Current national and international strategies for the control of Chlamydia trachomatis (CT) critically fail to obtain a reduction in transmission. In women, anorectal infections are about as common as genital CT. Yet anorectal CT remain untested as sexually transmitted infection (STI) clinics, general practitioners, hospital and population testing initiatives largely focus on genital CT. Part of untested anorectal CT is incidentally treated with the treatments applied for genital CT, as in women anorectal CT is often concurrent with genital CT. Yet, it is unknown whether transmission of anorectal CT can still occur after currently recommended treatment. Anorectal and genital CT were observed quite often after regular treatment (up to 40% detection by nucleic acid amplification tests-NAAT). Proposed reasons for such detection include a new (re-)infection from a partner or self-infection from another anatomic, e.g. anorectal, site. Anorectal infections are a potential reservoir for ongoing transmission of genital and anorectal CT in the population, between partners and between anatomic sites of an individual. Yet, neither the transmission potential nor the transmission impact of anorectal infections has been reported. The scientific evidence for the optimal control strategy for anorectal CT and thereby CT in its totality, is lacking.

Objective:

To understand the transmission of anorectal CT infections in women, i.e. from their male sexual partner(s) and from and to the genital region of the same woman, in women who receive routine care, in order to inform guidelines to optimize CT control.

Study population:

Participants are recruited from 3 large Dutch STI clinics, in South Limburg, Amsterdam and Rotterdam. Eligible participants are likely to reflect the STI clinic population, in terms of age, ethnicity and level of education. Participants include genital and/or anorectal CT positive women (n=400).

Study design:

A multicentre prospective cohort study is set up with biological and behavioural measurements after routine treatment of CT. During 3 months, the participants will be studied using a self-administered anorectal and vaginal swab that is self-collected pre-treatment (T0), and at the end of weeks 1, 2, 4, 6, 8, 10, and 12. Samples are tested using NAAT for presence of CT-DNA (detection), concentration (load), viability (weeks 4,8, and 12), and CT type (multilocus sequence typing-MLST) to confirm re-infection. To validate sexual exposure, chromosomal Y DNA (as a marker for semen exposure) in genital and anorectal samples is applied. At each sampling time, online self-administered questionnaires on behaviour (e.g. anorectal exposure) and symptoms will be completed.

Outcomes:

The outcome is detection of anorectal and genital CT at any of the time -points.
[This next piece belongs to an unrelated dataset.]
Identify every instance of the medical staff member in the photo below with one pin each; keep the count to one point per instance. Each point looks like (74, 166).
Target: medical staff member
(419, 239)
Primary outcome is incident detection by NAAT, and secondary outcomes include detection of viable CT and CT-DNA concentration.

Statistical analyses:

In statistical analyses, using logistic regression models, the impact of two key factors will be assessed (i.e. sexual exposure and alternate anatomic site of infection) on detection of anorectal and genital CT. In sub-analyses, the role of treatment-type is evaluated.

Expected results:

This project will provide scientific insight in the role of anorectal CT in maintaining the CT burden, and it will provide practical recommendations (STI guidelines) to reduce avoidable transmission. Implications will be to improve care strategies for (re-)testing and partner management that currently largely neglect anorectal CT, benefitting the individual (better fitting care) and public health (reducing burden) and eventually cost-effectiveness of care.

Study Type

Observational

Enrollment (Actual)

560

Contacts and Locations

This section provides the contact details for those conducting the study, and information on where this study is being conducted.

Study Locations

    • South Limburg
      • Geleen, South Limburg, Netherlands, PO Box 2022, 6160 HA Geleen
        • Public Health Service South Limburg

Participation Criteria

Researchers look for people who fit a certain description, called eligibility criteria. Some examples of these criteria are a person's general health condition or prior treatments.

Eligibility Criteria

Ages Eligible for Study

18 years and older (Adult, Older Adult)

Accepts Healthy Volunteers

Yes

Genders Eligible for Study

Female

Sampling Method

Probability Sample

Study Population

Participants are recruited from 3 large Dutch STI clinics, in South Limburg, Amsterdam and Rotterdam. Eligible participants are likely to reflect the STI clinic population, in terms of age, ethnicity and level of education. Participants include genital and/or anorectal CT positive women (n=400).

Description

Inclusion Criteria:

  • Chlamydia trachomatis test positive (genital and or anorectal)

Exclusion Criteria:

  • (reported) co-infection with gonorrhoea
  • (reported) co-infection with HIV
  • (reported) co-infection with syphilis
  • (reported) pregnant
  • (reported) anti-Chlamydial antibiotic use (period screening-treatment)

Study Plan

This section provides details of the study plan, including how the study is designed and what the study is measuring.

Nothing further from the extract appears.